According to a press release by the Papuan Legal Aid Institute (LBH) dating 28 November 2021, PTFI filed a lawsuit against the three labour representatives to the Industrial Relations Court in Jayapura in 2021. The judges ruled that the termination of work was valid. Thereupon, the labour representatives filed an appeal against the verdict to the supreme court, which overruled the Industrial Relations Court’s verdict. The judges considered the workers strike as a legal activity protected under by Article 28 of Law No 21/ 2000 concerning Trade Unions/Labour Unions in conjunction with the provisions of Article 153 (1) g of Law No 13/2003 concerning Manpower.
LBH Papua, as the Legal Counsel for thousands of striking PTFI workers calls upon:
1. The Leaders of PTFI to immediately activate basic salaries, insurance and re-employ workers who had been fired because they participated in the strike;
2. The Governor of Papua Province to immediately order the Management of PTFI to implement the Papuan Governor’s letter No 540/14807/SET, regarding: Affirmation of PTFI, dated 19 December 2018;
3. The Chairperson of the Papuan Parliament (DPRP) to immediately fulfil his promise to form a special committee to solve the concerning the fate of thousands striking of workers;
4. The Chairperson of the Papuan People’s Assembly (MRP) to immediately fulfil his promise to solve the problem concerning the fate of thousands striking of workers.
The Grasberg mine holds the world’s largest known gold deposit and second-largest copper reserve. It is located in the Mimika Regency, Papua Province, at an altitude of 4.270 metres in the Sudirman Mountain Range. Over the past few years, PTFI has been criticised for fuelling armed conflicts in Mimika, resulting in large-scale environmental degradation and multiple human rights violations.
In February 2017, the company initiated mass lay-offs without entering into negotiation with the workers’ union, to which the company’s workers responded by going on strike. The mining company then crushed the strike through both non-violent and violent interventions, resulting in multiple violations of labour rights and civil rights.
PT FI claimed that the strikes were illegal. The company considered all workers participating in the strike as having ‘voluntarily resigned’. Freeport has continued to deny the legality of the strikes by firing the workers, persuading them to resign, or cutting-off their wages and benefits. In a statement issued on 28 August 2017, Freeport-McMoRan denied the allegations and stated that the company recognises, respects, and promotes human rights. It claimed that all actions taken by PT FI were in accordance with the Indonesian Labour Code, the applicable Collective Labour Agreement (CLA), and the 2015- 2017 Industry Guidelines (IRG).

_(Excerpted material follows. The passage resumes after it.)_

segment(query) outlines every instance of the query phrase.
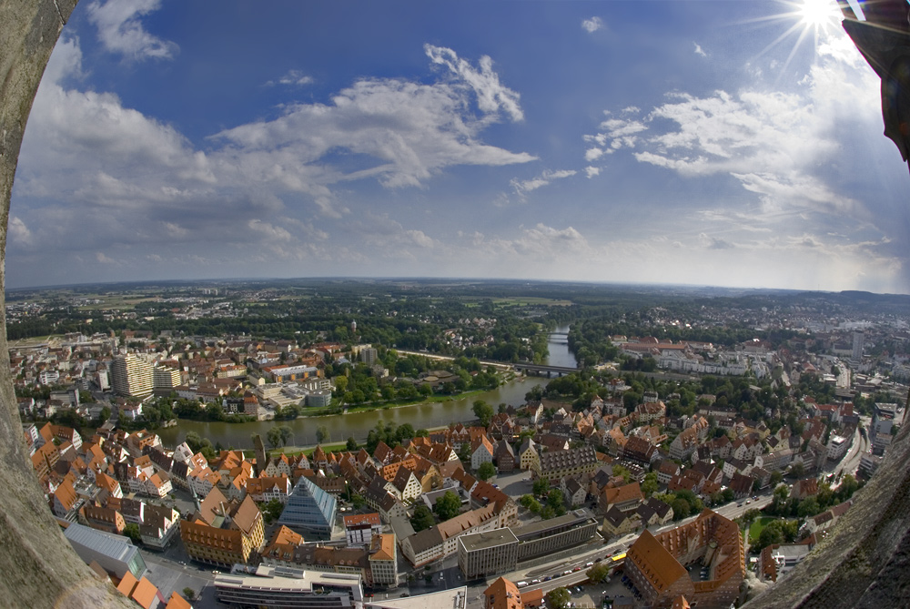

PT FI reportedly fired around 8,300 workers participating in the strike against the furlough program. The consequences of rights violations against those workers have had a significant impact in the lives of their families. Besides the financial implications, there are negative consequences in the fields of education and health. Former employees reported that PT FI, terminated their social security contributions and passed on the names of laid-off workers to local banks, making it difficult for them to access credit.
In early September 2020, the Timika Branch Office for Chemistry and Mining of the SPKEP SPSI published a press release, according to which 72 former PT FI labourers and their close relatives passed away between 2017 and 2020 after the company conducted the mass lay-offs.